Warum wir heiße Luft durch Infrarotlampen ersetzen
Wenn Sie in der Feinbearbeitung von Halbleitern arbeiten, wissen Sie, dass Zeit im Grunde Ihr größter Feind ist. Deshalb weichen wir zunehmend von der Verwendung von Luftzirkulationssystemen ab und setzen stattdessen auf Ultrapure-Infrarotlampen.
Es geht dabei darum, wie die Wärme übertragen wird. Die Erwärmung durch Luft ist ein langsamer Prozess – man drückt schließlich nur heißes Gas über eine Oberfläche. Das ist langsam und führt außerdem dazu, dass Kontaminationen entstehen können. Infrarotlampen ändern das Spiel: Sie nutzen elektromagnetische Strahlung, um die Wärme direkt auf das Ziel zu übertragen. Keine Zwischenstationen, keine Luft – nur direkte Energieübertragung.
Die Geschwindigkeit ist hier entscheidend.

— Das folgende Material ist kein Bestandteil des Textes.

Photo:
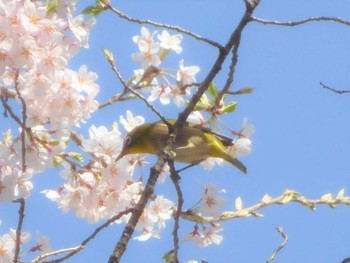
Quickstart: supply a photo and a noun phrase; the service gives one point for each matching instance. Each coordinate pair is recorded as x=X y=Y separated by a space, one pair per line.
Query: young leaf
x=213 y=90
x=238 y=203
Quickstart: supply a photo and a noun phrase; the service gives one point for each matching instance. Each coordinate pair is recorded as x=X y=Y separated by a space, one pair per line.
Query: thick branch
x=156 y=24
x=288 y=196
x=83 y=244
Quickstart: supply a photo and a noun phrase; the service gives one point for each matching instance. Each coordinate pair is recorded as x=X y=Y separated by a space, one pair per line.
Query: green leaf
x=340 y=194
x=266 y=199
x=230 y=107
x=238 y=203
x=213 y=90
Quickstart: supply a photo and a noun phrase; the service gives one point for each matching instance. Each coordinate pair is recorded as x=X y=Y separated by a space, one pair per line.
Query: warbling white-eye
x=193 y=143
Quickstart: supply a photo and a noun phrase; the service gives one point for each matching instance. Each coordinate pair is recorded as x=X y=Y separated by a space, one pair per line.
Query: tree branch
x=334 y=90
x=284 y=242
x=289 y=196
x=170 y=27
x=22 y=203
x=164 y=156
x=83 y=244
x=304 y=21
x=175 y=179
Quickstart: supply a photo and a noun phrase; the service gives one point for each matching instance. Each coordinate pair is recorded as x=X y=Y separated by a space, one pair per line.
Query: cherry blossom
x=210 y=201
x=170 y=42
x=131 y=122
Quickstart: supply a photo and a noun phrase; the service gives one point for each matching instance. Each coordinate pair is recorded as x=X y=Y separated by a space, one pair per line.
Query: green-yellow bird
x=193 y=144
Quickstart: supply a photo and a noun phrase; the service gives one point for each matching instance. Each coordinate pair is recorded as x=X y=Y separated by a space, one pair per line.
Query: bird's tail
x=237 y=163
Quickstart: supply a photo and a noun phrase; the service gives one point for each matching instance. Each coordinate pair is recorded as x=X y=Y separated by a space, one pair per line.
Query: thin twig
x=304 y=21
x=8 y=93
x=235 y=36
x=175 y=179
x=22 y=203
x=231 y=73
x=9 y=110
x=285 y=240
x=334 y=90
x=84 y=243
x=138 y=210
x=170 y=27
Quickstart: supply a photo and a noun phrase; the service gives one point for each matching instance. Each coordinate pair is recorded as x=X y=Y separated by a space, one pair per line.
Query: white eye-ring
x=127 y=140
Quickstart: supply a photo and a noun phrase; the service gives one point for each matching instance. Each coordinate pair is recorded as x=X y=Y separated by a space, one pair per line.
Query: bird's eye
x=127 y=140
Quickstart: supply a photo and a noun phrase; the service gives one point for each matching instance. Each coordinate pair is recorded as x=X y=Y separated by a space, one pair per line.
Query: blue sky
x=301 y=141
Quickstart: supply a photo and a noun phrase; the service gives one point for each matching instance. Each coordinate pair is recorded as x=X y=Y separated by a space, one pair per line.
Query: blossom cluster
x=151 y=54
x=114 y=190
x=8 y=243
x=35 y=47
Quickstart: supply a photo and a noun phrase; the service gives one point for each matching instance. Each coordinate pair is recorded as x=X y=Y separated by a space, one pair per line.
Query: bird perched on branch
x=193 y=144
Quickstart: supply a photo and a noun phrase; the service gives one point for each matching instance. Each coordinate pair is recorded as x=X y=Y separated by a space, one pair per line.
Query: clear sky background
x=301 y=142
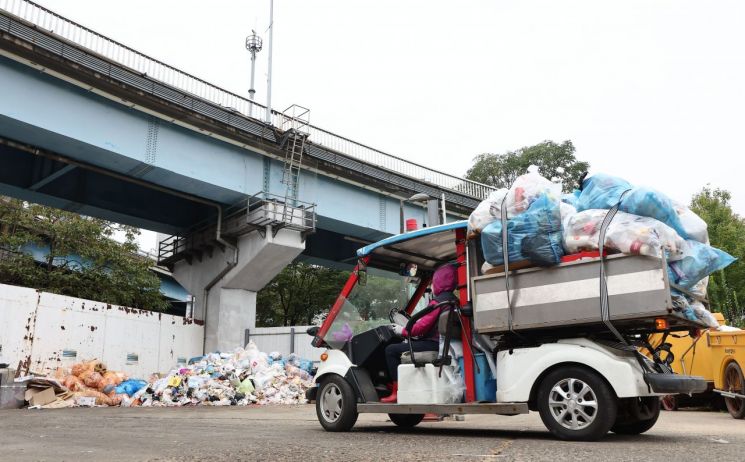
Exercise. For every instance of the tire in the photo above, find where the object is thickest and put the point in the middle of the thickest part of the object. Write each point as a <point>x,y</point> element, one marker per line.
<point>563,393</point>
<point>336,404</point>
<point>734,383</point>
<point>669,402</point>
<point>406,420</point>
<point>634,425</point>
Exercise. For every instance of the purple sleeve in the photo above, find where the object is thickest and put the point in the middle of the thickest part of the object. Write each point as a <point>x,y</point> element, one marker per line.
<point>424,325</point>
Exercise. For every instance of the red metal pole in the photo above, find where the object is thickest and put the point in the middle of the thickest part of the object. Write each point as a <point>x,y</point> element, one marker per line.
<point>339,303</point>
<point>418,294</point>
<point>468,377</point>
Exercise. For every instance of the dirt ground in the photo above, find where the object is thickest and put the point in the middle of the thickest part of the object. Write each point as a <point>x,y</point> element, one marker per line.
<point>292,433</point>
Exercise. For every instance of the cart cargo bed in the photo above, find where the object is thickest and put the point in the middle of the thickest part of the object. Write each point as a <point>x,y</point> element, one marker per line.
<point>567,297</point>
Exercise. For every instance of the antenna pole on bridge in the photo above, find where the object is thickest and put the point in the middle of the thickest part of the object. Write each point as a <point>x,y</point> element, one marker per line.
<point>253,45</point>
<point>269,66</point>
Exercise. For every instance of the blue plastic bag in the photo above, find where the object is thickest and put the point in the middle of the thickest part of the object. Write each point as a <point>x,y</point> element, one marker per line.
<point>131,386</point>
<point>571,198</point>
<point>601,191</point>
<point>604,191</point>
<point>534,235</point>
<point>699,260</point>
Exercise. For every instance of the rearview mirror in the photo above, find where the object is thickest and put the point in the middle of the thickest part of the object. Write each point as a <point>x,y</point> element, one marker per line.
<point>361,273</point>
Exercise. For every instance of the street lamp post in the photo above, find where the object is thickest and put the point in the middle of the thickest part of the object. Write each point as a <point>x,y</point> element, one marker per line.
<point>253,45</point>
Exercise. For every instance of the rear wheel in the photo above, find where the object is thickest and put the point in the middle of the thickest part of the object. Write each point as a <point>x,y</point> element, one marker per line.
<point>576,404</point>
<point>734,383</point>
<point>640,415</point>
<point>336,404</point>
<point>406,420</point>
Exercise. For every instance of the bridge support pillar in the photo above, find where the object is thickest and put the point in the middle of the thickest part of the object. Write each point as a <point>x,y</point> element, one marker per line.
<point>229,287</point>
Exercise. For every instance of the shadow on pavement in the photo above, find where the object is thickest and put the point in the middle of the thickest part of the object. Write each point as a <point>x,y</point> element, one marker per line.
<point>511,434</point>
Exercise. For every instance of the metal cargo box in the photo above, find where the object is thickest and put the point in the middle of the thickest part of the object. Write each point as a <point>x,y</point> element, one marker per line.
<point>569,295</point>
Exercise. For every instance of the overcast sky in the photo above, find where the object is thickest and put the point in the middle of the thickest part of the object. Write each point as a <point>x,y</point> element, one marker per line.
<point>650,91</point>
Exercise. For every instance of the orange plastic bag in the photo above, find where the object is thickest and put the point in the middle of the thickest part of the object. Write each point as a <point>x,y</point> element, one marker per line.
<point>101,398</point>
<point>73,383</point>
<point>91,379</point>
<point>111,378</point>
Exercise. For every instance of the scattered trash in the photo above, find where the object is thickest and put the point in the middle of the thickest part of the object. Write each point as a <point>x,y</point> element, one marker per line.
<point>246,376</point>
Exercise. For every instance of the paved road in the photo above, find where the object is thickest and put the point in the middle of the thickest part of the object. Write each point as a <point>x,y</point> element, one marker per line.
<point>292,433</point>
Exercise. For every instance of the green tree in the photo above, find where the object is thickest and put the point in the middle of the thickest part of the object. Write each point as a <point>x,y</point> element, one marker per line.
<point>726,232</point>
<point>82,260</point>
<point>553,160</point>
<point>298,293</point>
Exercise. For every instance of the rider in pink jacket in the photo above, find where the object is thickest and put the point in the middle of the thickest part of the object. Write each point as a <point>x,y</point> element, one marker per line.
<point>424,331</point>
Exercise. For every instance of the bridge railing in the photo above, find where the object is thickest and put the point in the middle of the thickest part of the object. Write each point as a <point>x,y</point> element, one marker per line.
<point>151,67</point>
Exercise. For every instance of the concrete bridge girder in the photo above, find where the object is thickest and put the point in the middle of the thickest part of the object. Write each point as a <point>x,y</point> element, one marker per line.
<point>225,288</point>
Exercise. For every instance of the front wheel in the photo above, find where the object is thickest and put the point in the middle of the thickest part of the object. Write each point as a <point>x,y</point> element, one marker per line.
<point>640,415</point>
<point>734,383</point>
<point>576,404</point>
<point>336,404</point>
<point>406,420</point>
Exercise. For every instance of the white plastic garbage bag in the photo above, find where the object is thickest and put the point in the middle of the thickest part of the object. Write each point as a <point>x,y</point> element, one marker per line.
<point>693,225</point>
<point>526,189</point>
<point>487,211</point>
<point>627,233</point>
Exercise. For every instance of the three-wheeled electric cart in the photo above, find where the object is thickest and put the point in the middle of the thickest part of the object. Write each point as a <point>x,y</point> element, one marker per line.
<point>563,341</point>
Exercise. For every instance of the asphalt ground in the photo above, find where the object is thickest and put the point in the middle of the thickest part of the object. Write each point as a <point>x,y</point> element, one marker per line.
<point>272,433</point>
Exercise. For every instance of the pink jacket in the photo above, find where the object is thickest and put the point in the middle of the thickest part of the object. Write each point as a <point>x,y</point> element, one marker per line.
<point>443,281</point>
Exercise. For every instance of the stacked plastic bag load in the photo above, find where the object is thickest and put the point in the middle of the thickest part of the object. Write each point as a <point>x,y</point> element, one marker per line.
<point>534,213</point>
<point>648,223</point>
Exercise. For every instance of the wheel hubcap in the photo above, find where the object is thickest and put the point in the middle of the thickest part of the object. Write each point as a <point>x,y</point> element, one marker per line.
<point>573,404</point>
<point>733,384</point>
<point>331,402</point>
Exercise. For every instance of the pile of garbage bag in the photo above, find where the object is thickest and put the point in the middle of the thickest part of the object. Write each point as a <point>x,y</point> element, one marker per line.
<point>246,376</point>
<point>543,225</point>
<point>243,377</point>
<point>91,379</point>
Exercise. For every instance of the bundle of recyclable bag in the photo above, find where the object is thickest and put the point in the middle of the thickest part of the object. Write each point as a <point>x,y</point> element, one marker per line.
<point>522,193</point>
<point>627,233</point>
<point>695,262</point>
<point>693,225</point>
<point>533,235</point>
<point>602,191</point>
<point>488,210</point>
<point>527,189</point>
<point>693,310</point>
<point>571,198</point>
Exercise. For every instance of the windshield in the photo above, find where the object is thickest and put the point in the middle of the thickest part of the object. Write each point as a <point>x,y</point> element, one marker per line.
<point>369,306</point>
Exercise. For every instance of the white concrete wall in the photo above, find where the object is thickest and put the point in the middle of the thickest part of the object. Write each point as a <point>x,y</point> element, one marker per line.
<point>270,339</point>
<point>36,327</point>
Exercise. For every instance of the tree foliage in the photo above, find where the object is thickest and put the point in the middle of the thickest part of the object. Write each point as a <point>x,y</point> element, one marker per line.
<point>553,160</point>
<point>302,291</point>
<point>82,259</point>
<point>297,294</point>
<point>727,232</point>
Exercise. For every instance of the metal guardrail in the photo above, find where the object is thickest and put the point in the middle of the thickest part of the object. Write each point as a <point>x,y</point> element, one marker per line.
<point>139,62</point>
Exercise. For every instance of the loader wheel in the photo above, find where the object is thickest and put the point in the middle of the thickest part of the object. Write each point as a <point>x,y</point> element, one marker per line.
<point>640,415</point>
<point>734,383</point>
<point>669,402</point>
<point>576,404</point>
<point>336,404</point>
<point>406,420</point>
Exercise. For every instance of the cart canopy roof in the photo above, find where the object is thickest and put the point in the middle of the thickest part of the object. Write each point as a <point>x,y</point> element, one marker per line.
<point>428,248</point>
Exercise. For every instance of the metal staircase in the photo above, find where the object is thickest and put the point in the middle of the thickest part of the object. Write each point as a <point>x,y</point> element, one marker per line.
<point>295,123</point>
<point>262,211</point>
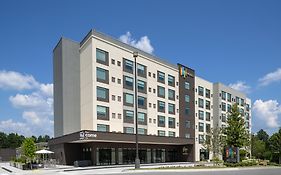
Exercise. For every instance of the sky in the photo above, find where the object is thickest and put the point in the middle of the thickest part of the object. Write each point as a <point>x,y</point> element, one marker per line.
<point>236,42</point>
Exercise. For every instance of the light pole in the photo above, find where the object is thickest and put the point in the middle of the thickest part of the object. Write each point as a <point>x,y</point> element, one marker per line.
<point>137,161</point>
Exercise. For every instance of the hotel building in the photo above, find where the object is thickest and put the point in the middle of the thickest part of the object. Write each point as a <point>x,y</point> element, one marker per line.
<point>94,116</point>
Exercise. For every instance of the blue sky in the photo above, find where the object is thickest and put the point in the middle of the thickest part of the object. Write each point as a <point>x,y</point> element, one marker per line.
<point>235,42</point>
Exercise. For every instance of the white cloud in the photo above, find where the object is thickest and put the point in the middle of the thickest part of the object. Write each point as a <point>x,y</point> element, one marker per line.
<point>240,86</point>
<point>142,44</point>
<point>271,77</point>
<point>36,106</point>
<point>17,81</point>
<point>268,111</point>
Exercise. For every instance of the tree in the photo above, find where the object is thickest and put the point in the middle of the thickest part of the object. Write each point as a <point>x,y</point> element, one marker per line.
<point>214,142</point>
<point>29,148</point>
<point>262,135</point>
<point>275,144</point>
<point>235,132</point>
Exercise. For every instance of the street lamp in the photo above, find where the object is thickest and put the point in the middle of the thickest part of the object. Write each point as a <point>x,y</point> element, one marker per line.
<point>137,161</point>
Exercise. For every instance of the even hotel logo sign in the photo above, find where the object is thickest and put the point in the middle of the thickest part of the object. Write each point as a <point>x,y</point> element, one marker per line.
<point>84,135</point>
<point>184,71</point>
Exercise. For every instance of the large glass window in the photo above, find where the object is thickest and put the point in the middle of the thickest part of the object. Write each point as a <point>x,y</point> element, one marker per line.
<point>207,93</point>
<point>129,130</point>
<point>186,85</point>
<point>128,116</point>
<point>102,56</point>
<point>161,91</point>
<point>171,80</point>
<point>102,94</point>
<point>171,94</point>
<point>201,103</point>
<point>102,112</point>
<point>102,128</point>
<point>171,108</point>
<point>161,121</point>
<point>161,77</point>
<point>161,133</point>
<point>208,116</point>
<point>172,122</point>
<point>201,115</point>
<point>200,90</point>
<point>223,95</point>
<point>102,75</point>
<point>161,106</point>
<point>129,98</point>
<point>201,127</point>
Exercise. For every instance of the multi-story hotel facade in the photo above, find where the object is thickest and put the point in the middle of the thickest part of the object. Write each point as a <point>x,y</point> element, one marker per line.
<point>94,98</point>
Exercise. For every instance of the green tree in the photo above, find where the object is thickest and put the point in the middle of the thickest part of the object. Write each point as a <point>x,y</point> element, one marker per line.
<point>235,132</point>
<point>275,144</point>
<point>29,148</point>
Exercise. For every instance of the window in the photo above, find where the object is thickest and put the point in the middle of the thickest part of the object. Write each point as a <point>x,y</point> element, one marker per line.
<point>207,93</point>
<point>223,106</point>
<point>200,90</point>
<point>102,75</point>
<point>171,108</point>
<point>161,121</point>
<point>102,56</point>
<point>141,102</point>
<point>242,102</point>
<point>142,118</point>
<point>128,82</point>
<point>186,98</point>
<point>141,86</point>
<point>208,106</point>
<point>208,116</point>
<point>102,128</point>
<point>161,133</point>
<point>237,100</point>
<point>129,99</point>
<point>172,122</point>
<point>171,94</point>
<point>201,138</point>
<point>129,130</point>
<point>201,103</point>
<point>128,116</point>
<point>186,85</point>
<point>228,97</point>
<point>187,124</point>
<point>223,118</point>
<point>142,131</point>
<point>172,134</point>
<point>228,107</point>
<point>223,95</point>
<point>141,70</point>
<point>102,94</point>
<point>128,65</point>
<point>161,91</point>
<point>171,80</point>
<point>208,128</point>
<point>201,115</point>
<point>161,77</point>
<point>102,112</point>
<point>201,127</point>
<point>161,106</point>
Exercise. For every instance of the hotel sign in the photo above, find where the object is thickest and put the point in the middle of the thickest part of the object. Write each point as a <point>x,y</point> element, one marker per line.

Stellen Sie sich einen Lufterhitzer vor: Zuerst muss die Luft erhitzt werden, anschließend der Raum – und erst danach der Wafer. Es handelt sich dabei um einen Warteprozess. Mit Ultrapure-Infrarotlampen hingegen erreicht man die gewünschte Betriebstemperatur bereits in Millisekunden. Für Ingenieure ist das ein Traum: Kürzere Zykluszeiten bedeuten, dass mehr Wafer pro Zeiteinheit bearbeitet werden können – ohne dass man einen größeren Reinraum benötigt. Einfach schneller.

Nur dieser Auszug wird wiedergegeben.